Career Spanned Service in 3 Federal Agencies
Ron’s Federal service spanned more than 27 years and included leadership positions at the Centers for Disease Control and Prevention (CDC), the Department of Veterans Affairs (VA), and HHS. As Deputy Assistant Secretary for Health, Infectious Diseases for the past five and a half years, Ron provided scientific and policy advice to the Assistant Secretary for Health and they worked together to ensure coordinated approaches across HHS to address infectious diseases of national public health significance, particularly HIV and viral hepatitis, as well as blood and tissue safety. Prior to joining HHS, he served as the VA’s Chief Consultant for Public Health, providing oversight to national programs serving more than 23,000 veterans living with HIV and nearly 150,000 veterans living with chronic hepatitis C virus infection. His office was instrumental in implementing revised Federal regulations to routinize HIV screening in VA medical facilities. Before his tenure at VA, Dr. Valdiserri served at CDC for 18 years, including 10 years as the Deputy Director of CDC’s National Center for HIV, STD, and TB Prevention where he played a key role in the development of policies and programs to prevent and control HIV, sexually transmitted diseases, and tuberculosis.

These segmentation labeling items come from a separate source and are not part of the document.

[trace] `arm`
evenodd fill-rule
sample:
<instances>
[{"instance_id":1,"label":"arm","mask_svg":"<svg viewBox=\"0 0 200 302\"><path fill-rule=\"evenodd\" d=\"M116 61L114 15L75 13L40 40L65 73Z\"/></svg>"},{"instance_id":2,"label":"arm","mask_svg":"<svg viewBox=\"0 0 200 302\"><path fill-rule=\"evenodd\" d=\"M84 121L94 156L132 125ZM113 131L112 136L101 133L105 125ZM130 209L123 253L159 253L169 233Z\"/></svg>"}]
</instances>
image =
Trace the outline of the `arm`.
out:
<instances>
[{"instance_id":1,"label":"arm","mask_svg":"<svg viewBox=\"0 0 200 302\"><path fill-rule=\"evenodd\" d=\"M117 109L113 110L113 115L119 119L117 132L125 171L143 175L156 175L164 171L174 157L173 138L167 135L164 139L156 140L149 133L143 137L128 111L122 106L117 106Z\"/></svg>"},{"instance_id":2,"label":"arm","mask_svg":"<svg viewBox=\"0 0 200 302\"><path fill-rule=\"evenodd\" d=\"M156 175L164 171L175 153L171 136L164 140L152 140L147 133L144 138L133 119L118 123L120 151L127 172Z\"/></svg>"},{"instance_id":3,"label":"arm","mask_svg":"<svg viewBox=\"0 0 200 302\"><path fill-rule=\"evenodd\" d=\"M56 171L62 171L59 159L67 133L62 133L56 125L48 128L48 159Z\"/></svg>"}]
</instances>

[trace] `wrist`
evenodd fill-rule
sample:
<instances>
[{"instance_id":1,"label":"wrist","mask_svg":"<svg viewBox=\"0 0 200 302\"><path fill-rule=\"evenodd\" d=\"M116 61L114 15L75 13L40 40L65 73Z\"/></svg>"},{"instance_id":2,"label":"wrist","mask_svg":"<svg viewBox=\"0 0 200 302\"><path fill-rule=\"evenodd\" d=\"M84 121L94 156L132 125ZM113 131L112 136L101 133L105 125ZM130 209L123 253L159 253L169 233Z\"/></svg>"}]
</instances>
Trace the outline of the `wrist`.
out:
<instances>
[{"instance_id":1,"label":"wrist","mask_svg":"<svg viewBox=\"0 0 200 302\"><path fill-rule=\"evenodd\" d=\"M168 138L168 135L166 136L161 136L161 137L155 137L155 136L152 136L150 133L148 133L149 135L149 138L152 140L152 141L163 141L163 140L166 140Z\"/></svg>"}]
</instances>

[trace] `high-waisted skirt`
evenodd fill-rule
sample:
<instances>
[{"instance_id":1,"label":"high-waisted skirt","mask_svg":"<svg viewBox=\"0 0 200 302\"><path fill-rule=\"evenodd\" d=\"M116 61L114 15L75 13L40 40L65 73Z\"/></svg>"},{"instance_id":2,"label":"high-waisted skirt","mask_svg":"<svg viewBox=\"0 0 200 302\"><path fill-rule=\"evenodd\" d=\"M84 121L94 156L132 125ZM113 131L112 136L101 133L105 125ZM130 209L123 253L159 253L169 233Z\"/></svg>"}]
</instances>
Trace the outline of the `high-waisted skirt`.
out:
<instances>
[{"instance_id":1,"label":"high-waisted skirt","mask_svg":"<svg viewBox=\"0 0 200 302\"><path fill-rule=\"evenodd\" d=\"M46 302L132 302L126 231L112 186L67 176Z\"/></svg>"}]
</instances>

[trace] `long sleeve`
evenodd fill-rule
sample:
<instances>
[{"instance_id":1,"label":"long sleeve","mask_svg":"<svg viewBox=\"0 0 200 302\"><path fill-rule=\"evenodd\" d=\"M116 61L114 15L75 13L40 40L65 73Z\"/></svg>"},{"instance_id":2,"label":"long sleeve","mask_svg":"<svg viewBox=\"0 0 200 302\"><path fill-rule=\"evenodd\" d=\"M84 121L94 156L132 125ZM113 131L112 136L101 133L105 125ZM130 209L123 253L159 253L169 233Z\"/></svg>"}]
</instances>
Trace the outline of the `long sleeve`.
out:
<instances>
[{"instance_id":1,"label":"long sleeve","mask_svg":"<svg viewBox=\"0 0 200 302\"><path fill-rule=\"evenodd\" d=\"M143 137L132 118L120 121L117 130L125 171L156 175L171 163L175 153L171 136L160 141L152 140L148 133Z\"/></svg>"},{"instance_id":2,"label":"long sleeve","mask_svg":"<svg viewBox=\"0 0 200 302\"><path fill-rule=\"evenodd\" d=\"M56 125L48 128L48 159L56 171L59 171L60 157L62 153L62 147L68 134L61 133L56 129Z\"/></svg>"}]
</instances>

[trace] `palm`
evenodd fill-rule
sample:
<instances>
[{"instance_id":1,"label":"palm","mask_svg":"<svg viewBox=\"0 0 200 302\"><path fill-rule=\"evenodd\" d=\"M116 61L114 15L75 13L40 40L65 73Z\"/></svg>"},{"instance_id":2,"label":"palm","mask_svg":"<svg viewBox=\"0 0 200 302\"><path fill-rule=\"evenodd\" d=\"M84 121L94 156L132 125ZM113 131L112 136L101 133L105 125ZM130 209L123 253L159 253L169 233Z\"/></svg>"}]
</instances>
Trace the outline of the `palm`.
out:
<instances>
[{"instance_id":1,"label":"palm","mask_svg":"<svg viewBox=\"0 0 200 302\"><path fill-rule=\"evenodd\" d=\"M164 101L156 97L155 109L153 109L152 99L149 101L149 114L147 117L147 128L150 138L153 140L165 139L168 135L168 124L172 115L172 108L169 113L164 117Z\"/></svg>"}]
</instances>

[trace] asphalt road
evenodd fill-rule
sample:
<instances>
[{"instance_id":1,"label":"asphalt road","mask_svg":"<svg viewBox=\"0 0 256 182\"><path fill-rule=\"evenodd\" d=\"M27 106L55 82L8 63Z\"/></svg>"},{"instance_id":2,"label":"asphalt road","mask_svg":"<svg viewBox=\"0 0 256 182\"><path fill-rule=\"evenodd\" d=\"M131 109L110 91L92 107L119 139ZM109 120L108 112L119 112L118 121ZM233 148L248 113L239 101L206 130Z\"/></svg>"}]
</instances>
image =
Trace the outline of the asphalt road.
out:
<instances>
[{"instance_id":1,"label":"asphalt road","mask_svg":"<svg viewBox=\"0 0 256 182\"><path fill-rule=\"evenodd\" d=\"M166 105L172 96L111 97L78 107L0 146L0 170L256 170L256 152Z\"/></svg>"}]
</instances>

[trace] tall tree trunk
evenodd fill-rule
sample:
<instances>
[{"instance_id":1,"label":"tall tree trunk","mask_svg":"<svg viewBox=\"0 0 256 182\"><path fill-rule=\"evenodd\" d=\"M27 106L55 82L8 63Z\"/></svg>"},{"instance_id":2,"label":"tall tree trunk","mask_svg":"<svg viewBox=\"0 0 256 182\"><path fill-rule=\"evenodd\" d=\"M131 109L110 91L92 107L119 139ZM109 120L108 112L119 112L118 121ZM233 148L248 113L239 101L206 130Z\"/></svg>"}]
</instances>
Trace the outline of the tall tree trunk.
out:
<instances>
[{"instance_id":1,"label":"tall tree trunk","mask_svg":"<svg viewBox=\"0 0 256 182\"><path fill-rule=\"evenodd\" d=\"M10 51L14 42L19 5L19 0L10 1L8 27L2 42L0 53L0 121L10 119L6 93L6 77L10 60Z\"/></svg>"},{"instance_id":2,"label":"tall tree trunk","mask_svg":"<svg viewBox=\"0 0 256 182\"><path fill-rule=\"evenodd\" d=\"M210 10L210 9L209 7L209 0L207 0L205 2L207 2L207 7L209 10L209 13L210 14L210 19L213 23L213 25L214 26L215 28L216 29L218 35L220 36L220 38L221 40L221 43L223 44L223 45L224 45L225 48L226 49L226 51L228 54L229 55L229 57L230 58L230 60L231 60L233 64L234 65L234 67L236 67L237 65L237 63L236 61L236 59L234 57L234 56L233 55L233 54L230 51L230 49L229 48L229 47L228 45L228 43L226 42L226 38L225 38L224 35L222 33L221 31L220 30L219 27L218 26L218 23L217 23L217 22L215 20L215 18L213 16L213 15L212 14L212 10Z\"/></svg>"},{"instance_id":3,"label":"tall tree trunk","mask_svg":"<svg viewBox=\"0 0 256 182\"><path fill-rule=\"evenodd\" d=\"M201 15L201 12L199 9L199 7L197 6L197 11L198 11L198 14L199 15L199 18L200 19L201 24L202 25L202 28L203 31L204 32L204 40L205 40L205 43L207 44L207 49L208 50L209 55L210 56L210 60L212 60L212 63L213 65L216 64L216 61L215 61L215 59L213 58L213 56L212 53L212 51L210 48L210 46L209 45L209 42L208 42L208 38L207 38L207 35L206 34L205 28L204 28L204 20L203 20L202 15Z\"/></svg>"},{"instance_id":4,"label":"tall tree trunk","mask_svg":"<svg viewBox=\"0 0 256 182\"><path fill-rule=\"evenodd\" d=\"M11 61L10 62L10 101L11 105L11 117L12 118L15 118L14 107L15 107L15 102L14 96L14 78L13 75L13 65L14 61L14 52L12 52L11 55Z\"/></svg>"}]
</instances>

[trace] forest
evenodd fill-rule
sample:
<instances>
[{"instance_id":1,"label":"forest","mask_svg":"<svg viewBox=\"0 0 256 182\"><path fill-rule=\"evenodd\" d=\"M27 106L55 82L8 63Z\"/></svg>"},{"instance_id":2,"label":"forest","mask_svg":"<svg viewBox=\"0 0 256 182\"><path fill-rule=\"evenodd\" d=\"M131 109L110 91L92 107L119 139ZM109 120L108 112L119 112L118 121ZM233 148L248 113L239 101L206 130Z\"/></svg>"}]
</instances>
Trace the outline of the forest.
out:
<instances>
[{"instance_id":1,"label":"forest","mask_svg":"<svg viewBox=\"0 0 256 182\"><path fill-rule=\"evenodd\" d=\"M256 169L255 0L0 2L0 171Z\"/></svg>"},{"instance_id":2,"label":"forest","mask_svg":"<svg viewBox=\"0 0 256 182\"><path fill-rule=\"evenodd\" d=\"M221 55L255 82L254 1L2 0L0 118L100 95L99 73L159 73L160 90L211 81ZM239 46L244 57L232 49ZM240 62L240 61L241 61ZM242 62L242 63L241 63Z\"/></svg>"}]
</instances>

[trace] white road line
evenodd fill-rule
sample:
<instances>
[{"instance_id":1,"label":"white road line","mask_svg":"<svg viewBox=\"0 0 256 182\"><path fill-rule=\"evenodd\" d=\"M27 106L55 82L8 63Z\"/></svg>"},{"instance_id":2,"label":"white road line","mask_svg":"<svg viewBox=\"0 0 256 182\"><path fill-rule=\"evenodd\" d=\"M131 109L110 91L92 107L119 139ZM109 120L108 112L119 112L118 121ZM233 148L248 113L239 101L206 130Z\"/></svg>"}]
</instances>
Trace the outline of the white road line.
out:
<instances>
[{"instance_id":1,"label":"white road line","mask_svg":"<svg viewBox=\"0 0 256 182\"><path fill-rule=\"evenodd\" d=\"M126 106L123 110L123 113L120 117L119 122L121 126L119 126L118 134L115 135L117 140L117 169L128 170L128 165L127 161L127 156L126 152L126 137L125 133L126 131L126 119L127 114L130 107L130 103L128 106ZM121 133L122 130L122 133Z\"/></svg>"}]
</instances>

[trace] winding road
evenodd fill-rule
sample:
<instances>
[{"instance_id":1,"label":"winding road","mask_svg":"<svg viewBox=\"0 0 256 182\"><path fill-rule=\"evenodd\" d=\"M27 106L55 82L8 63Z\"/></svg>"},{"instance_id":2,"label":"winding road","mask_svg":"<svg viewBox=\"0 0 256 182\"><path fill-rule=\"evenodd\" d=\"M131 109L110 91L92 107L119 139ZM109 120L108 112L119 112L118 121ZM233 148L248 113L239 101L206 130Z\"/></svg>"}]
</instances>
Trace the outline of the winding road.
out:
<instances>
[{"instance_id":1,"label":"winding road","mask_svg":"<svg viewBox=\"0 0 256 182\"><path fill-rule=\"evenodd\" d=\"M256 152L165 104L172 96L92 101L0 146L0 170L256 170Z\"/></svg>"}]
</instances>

Fostering Collaboration to Achieve Goals of National HIV/AIDS Strategy
Over the years, we both had the opportunity to work closely with Ron, particularly on implementation of the National HIV/AIDS Strategy. He brought both passion and precision to his work, providing his federal colleagues with a structure to enhance collaboration across programs. Partly due to his advocacy, different parts of the government worked together in new ways to implement the Strategy, including engaging in new forms of information sharing, forming joint planning committees, and even issuing a first-ever joint funding announcement. Thanks to Ron, it is now easier for Federal partners in our areas to work together and enhance each other’s activities.
Throughout our many discussions about complex issues of need, time, money, policies, and programs, Ron often returned our focus to how the work we do impacts those living with or most at risk for HIV and how we can best address the challenges they face in their daily lives and improve outcomes.
Champion for Improving Our Viral Hepatitis Response
Ron also helped develop, implement, monitor, and renew the Action Plan for the Prevention, Care, and Treatment of Viral Hepatitis—a critically important guide for our efforts to combat a widespread, and often underappreciated infection that affects millions of Americans. He recognized the public health importance of viral hepatitis and the opportunities and complexities that new treatments for hepatitis C presented to the nation. As he had done with HIV, he urged us to examine what our respective agencies and offices were doing and what we could be doing better, including identifying ways that we could work collaboratively to leverage the limited resources available for our response to viral hepatitis. Certainly the acceleration of our response to viral hepatitis is among his important legacies.
Continuing to Share His Expertise
We have been fortunate to call Ron our colleague for so many years. As he begins a new chapter in his professional life, he will return to medical academia, where his career first began. Ron will be sharing his experience and passion with the next generation of public health leaders as a Senior Research Associate and Distinguished Scholar at the Johns Hopkins Bloomberg School of Public Health, where he will undoubtedly bring his usual dedication, focus, and high level of accomplishment.
We salute Ron’s leadership and many contributions to strengthening our nation’s responses to HIV and viral hepatitis, and we wish him all the best as he continues this work in his new position.